Si no hubiera nacido, si no hubiera crecido, si no hubiera tenido una hija, si no hubiera ido a México. Si no…
Busca en el armario y me ayuda a ponerme un vestido de lanilla gris y una chaqueta de lana también gris. Tiene visita, dice la chica risueña. Me cepilla un poco el pelo, me echa colonia: Vamos. Bajamos en el ascensor y, de su brazo, me dirige al rumor que se levanta al fondo, en la cafetería. A los dos lados del ancho pasillo hay barras gruesas y, cogidas de ellas, avanzan algunos hombres y mujeres, en una forzosa fila india. Van encorvados, silenciosos. Uno se detiene y se pone a hablar solo. Juana está sentada a una mesa. Está fumando. No es Juana porque ella no fuma. Se levanta. Sí, es Juana.
Juana viste de negro como si viniera de un duelo. Pero no. En seguida aclara: Tengo una cena luego. Me fijo en el traje un momento. Es un bonito traje negro y está guapísima.
Si sigue así, si no come, va a ser difícil todo, dice el médico. Le oigo aunque estoy mirando frente a mí. Observo una mancha en lo alto de la pared de enfrente.

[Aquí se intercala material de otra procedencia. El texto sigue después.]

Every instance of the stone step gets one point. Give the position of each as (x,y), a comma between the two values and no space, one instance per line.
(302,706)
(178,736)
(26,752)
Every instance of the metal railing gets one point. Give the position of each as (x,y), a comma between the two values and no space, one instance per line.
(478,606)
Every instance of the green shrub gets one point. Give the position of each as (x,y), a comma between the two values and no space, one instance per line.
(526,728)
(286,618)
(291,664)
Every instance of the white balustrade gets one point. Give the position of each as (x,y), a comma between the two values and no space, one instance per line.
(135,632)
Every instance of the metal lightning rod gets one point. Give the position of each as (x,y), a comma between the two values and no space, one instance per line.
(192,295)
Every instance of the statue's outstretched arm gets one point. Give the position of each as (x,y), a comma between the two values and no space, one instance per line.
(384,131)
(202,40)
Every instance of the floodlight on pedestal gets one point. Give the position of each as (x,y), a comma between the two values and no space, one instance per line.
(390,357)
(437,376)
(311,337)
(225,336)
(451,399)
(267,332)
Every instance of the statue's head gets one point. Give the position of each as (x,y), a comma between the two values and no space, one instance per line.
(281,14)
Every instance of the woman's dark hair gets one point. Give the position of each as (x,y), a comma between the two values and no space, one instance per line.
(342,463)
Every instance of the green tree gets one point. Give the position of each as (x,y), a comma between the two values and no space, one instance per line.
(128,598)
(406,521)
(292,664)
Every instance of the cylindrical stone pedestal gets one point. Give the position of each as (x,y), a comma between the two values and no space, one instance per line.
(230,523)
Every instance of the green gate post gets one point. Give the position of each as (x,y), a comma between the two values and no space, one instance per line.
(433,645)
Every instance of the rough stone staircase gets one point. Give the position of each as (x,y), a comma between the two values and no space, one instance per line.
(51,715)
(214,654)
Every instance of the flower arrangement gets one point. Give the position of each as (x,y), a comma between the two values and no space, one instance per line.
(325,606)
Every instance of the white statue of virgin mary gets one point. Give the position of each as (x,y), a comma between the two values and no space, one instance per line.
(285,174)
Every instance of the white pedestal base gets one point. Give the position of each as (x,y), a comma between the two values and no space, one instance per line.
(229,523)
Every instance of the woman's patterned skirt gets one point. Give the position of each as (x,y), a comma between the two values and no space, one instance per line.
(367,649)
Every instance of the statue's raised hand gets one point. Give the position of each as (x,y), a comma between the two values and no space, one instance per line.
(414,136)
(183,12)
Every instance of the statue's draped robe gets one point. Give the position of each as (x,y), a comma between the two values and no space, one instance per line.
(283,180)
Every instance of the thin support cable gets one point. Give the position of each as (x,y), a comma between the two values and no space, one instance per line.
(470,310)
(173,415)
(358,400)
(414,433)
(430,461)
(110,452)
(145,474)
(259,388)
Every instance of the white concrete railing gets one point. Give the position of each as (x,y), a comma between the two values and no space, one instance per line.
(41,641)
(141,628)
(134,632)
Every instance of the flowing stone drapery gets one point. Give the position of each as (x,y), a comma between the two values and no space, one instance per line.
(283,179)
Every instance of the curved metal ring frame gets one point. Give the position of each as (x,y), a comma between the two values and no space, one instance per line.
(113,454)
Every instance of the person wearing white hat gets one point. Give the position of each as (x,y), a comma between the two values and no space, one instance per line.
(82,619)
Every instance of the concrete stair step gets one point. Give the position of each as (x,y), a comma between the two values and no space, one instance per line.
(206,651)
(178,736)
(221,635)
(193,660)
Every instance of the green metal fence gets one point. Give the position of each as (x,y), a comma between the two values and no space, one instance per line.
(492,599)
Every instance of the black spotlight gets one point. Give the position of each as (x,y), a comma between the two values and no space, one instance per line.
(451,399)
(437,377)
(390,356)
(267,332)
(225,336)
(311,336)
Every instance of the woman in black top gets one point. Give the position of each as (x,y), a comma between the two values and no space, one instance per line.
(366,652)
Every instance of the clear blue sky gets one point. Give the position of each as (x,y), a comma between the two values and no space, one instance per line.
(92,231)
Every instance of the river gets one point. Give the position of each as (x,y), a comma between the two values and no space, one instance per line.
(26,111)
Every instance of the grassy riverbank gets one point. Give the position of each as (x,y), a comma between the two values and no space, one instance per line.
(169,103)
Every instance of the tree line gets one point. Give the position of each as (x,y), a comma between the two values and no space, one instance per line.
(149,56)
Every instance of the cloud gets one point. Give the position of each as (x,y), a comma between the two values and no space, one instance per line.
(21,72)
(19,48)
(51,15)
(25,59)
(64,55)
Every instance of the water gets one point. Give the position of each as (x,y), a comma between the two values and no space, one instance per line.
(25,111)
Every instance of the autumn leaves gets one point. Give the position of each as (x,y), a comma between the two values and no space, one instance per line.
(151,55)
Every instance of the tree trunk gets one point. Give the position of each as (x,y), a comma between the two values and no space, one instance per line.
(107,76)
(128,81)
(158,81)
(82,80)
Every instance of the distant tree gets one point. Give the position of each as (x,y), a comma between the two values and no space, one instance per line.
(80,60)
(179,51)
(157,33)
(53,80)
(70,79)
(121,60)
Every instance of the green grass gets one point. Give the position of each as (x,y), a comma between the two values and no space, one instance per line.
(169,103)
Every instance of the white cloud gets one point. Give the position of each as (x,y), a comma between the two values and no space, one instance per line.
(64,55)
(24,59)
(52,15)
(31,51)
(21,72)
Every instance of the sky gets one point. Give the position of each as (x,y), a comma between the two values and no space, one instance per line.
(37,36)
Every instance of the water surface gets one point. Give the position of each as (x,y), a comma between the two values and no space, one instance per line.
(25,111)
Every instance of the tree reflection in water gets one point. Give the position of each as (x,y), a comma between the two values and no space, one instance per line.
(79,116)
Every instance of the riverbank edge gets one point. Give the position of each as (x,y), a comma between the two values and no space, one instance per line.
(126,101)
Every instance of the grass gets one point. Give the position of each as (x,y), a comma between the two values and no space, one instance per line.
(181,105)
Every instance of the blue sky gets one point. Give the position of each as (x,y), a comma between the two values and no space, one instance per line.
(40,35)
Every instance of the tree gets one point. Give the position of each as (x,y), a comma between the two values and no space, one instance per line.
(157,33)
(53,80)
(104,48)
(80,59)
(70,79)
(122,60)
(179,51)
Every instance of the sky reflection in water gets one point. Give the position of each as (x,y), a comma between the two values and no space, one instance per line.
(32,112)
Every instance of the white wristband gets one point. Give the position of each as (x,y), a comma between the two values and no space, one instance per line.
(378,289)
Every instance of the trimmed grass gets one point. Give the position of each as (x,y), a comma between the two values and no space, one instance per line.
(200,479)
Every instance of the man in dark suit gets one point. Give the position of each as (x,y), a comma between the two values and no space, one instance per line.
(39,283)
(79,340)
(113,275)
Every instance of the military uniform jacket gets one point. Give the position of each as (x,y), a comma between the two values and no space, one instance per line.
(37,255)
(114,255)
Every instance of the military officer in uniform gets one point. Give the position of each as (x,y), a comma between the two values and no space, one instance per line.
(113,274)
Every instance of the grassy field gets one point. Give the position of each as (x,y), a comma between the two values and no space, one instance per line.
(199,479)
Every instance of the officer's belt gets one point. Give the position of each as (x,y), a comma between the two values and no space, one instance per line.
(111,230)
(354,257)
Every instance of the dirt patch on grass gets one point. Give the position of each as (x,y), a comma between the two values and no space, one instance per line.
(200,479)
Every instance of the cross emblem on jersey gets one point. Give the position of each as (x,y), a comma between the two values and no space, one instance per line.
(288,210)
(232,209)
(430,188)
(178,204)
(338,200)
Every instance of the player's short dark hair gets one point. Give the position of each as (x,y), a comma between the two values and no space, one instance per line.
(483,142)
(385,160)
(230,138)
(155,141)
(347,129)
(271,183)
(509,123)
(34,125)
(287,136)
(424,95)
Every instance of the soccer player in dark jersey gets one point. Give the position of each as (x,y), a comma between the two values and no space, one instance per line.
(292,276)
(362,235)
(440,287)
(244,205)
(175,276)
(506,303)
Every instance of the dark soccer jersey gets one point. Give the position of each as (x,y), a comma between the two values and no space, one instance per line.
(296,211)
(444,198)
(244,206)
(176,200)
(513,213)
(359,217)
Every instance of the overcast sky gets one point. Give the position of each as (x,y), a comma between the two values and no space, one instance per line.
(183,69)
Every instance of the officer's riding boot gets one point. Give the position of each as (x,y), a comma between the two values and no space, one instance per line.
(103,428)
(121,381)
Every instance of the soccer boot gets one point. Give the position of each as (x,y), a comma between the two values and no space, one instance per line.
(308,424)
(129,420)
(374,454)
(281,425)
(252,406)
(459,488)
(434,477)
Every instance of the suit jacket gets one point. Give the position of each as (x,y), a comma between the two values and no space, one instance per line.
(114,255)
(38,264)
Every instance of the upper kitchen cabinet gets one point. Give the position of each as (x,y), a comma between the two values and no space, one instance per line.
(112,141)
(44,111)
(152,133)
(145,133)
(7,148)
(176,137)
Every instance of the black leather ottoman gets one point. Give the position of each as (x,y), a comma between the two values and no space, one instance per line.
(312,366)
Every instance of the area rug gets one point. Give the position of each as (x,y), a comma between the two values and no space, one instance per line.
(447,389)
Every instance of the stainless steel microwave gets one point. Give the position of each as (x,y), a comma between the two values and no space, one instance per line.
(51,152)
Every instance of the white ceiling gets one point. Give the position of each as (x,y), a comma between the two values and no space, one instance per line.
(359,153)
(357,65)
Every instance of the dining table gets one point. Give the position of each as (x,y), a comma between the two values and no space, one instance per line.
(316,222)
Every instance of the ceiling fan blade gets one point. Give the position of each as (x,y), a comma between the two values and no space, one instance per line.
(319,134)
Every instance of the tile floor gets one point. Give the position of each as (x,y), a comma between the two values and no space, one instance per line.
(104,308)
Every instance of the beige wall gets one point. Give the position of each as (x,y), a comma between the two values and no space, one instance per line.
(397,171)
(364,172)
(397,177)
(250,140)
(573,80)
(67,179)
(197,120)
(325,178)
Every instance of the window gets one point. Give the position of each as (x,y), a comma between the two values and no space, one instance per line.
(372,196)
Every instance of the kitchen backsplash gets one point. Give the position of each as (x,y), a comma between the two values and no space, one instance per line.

Tiene forma de perro. Pero no de Crazy. De perro pequeño. El médico sale de la habitación.
Me miro las manos delgadas, huesudas, inmóviles. Si pudiera hablar le diría a Juana: ¿Por qué me habéis sacado de casa, por qué me habéis separado de Crazy, por qué no dejáis a Miguel que venga aquí? Miguel sigue en México, me recuerda Juana como si leyera en mis ojos. Parece cansada, tiene un gesto amargo. Juana, hija mía.
Sergio no viene. Ni Alejandro. Ni Octavio. Ni Ezequiel. Los hombres son cobardes y no quieren contemplar el dolor de los demás.
Juana, hija mía…
Llueve. Nadie puede salir a la terraza porque llueve. La muchacha risueña me dice: Usted sí que es buena, no como la del 38, que se nos escapó ayer. Cogió la puerta, y luego, a hacer autostop hasta Madrid, ¿qué le parece?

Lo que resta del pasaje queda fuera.